Whilst we broadly welcome St Edwards Homes’ proposal for housing at Hartland Park, it is essential that any new housing development is matched with infrastructure improvement. Of particular note is that whilst the land is in Hart, residents of Hartland Park will be physically closer to services in Rushmoor and will likely want to use education and health facilities, roads and public transport in Rushmoor. The outcome of any planning application will therefore be heavily influenced by Rushmoor Borough Council.
It will be very important to see detailed housing proposals for the site. It is interesting to note that consultation tables by St Edward Homes fail to specify the number of dwellings proposed, although numbers mentioned in the local press suggest circa 1,000. Given that the site must also provide space for shops, school, community space and other infrastructure, it is likely the proportion devoted to housing will be at a high density similar to that at Zebon Copse. Some groups wishing to protect other sites from unwelcome development are promoting a housing density at Heartland Park that is double that of Zebon Copse, in the vain hope that the site would alleviate pressures elsewhere. The reality, of course, is that this site can only provide a small proportion of the housing that Hart DC needs to deliver (particularly if Hart is forced to take the shortfall that Rushmoor and Surrey Heath Borough Councils are predicting). Hartland Park is likely to provide only a useful stop-gap until a more strategic solution is found to provide the number of dwellings that are being demanded.
Whilst the developer has to provide funding to provide essential infrastructure, from the same pot is deducted the very considerable sums of money required to decontaminate the land of heavy metals and fuels used when the site was a jet engine testing facility for the MOD. There is a suggestion that central government might contribute towards the infrastructure shortfall, but there is no certainty.
Furthermore, whilst Hartland Park’s site is brownfield and suitable for development, we are concerned over the impact on Fleet Pond, an SSSI and nature reserve dear to the hearts of residents of Fleet & Church Crookham and beyond. It will be essential to do everything possible to safeguard this nature reserve from the effects of building and pressures placed upon it by more residents seeking to use it as leisure facility.
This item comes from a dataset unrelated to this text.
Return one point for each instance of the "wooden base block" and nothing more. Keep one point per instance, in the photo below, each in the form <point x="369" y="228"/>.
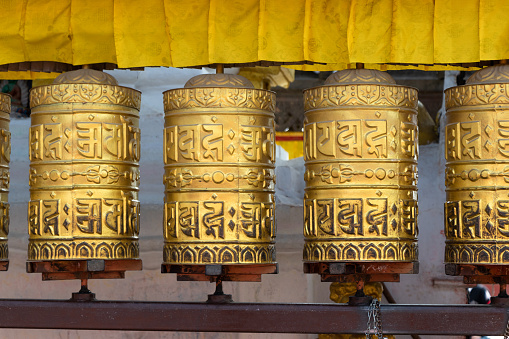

The final point is how this affects our position on Hart’s recent consultation on building on greenfield sites to provide the housing needed in current estimates. The latest estimates for Hart District suggest a need for a further 5,500 houses in the period up to 2032 (only 16 years away). Hartland Park will provide only about 1,000 of these, and whilst other sites have also come forward, these piecemeal developments will simply continue the downward spiral of overburdened roads and facilities that we have experienced in recent years. Furthermore, the need for new homes will not cease in 2032, and so Hart will need to plan for the 10 years after that…and beyond. In planning for the future, the Fleet and Church Crookham Society believes that whilst Hartland Park has an important part to play in delivering the homes needed, a new settlement, such as the one proposed in Winchfield, is the only viable solution to provide both for the housing numbers required over the long term together with the essential supporting infrastructure. Such a development would deliver houses at a density for a good quality of life, together with schools, medical and recreational facilities, and good road and railway links for commuters to minimise traffic burden.